海菲兹说的这段话,还漏了一点:他也不是一位“最伟大的”教师。20世纪60年代以后,演出之余,海菲兹也开始在美国的洛杉矶大学和南加州大学教授小提琴,不过这个由伟大的小提琴教师奥尔教出来的学生,自己却不是一块成为好老师的料。据说小提琴家郑京和曾跟海菲兹学习过,关于她拜海菲兹为师,有过这样一段传闻:
郑京和想拜海菲兹为师,好不容易获得大师的约见,她赴约途中因故耽误了一下,迟到了5分钟,管家开门后见是郑京和,对她说:“海菲兹先生今日不见你。”
第二次,郑京和早到了5分钟,管家开门,见是郑京和,又说:“海菲兹先生今天也不见你。” 第三次,郑京和准时到,进入书房,取出小提琴,才拉了几个音符,海菲兹就说:“你还是学中提琴吧。”

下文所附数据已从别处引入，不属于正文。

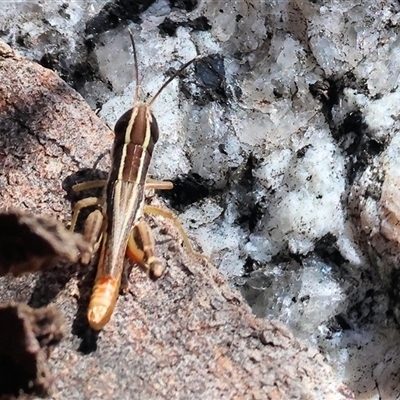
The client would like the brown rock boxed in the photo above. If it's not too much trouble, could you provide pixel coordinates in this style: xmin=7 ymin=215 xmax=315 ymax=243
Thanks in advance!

这段传闻可能有夸张的成分,但肯定不是空穴来风。作为老师的海菲兹冰冷孤傲、缺少耐性,跟学生往往处得不好,这些都是事实,所以不少学生一段时间以后都离开了他,能忍受他的性格留下来并最终有点作为的学生,也就两三个人。 不过纯粹从小提琴演奏方面来说,海菲兹还真是不少人羡慕和赞美的对象。指挥家阿图尔·托斯卡尼尼(Arturo Toscanini)曾赞扬海菲兹:他是小提琴家中“唯一能够演奏得完整无缺的艺术家。”据说在1912年海菲兹举行的柏林的那场演奏会上,当演奏结束后,当时在场的克莱斯勒已经是小提琴界的翘楚,他就对另一位大师埃弗雷姆·津巴利斯特(Efrem Zimbalist)说:“我们不如在膝盖上将小提琴打碎,回家种田去吧。”米沙·埃尔曼(Misha Elman)是海菲兹的同门师兄,传言他在卡内基音乐厅听了海菲兹的演出后,问身旁的一位钢琴家说:“你不觉得今天的天气太热了吗?”那位钢琴家笑着回答:“也许对于钢琴家来说还不算热。”耶胡迪·梅纽因(Yehudi Menuhin)曾说海菲兹:是“小提琴家眼中的小提琴家。”艾萨克·斯特恩(Isaac Stern)也是一个很自负的人,他也感叹道:“拉小提琴的只有达到我这个水平才能真正理解海菲兹是多么伟大!”他还说:“我们让观众眼花缭乱,海菲兹让所有小提琴家眼花缭乱。”伊扎克·帕尔曼(ItzakPerlman)认为:“海飞兹大大地改革了小提琴的技巧,并把小提琴的演奏技巧推向了光芒万丈的巅峰。”上面这些赞美之词,都出自20世纪世界古典乐坛一流的指挥家或小提琴家之口。对于很多后辈来说,海菲兹也成了他们效仿的楷模,但直到今天为止,依然还没有人能望其项背。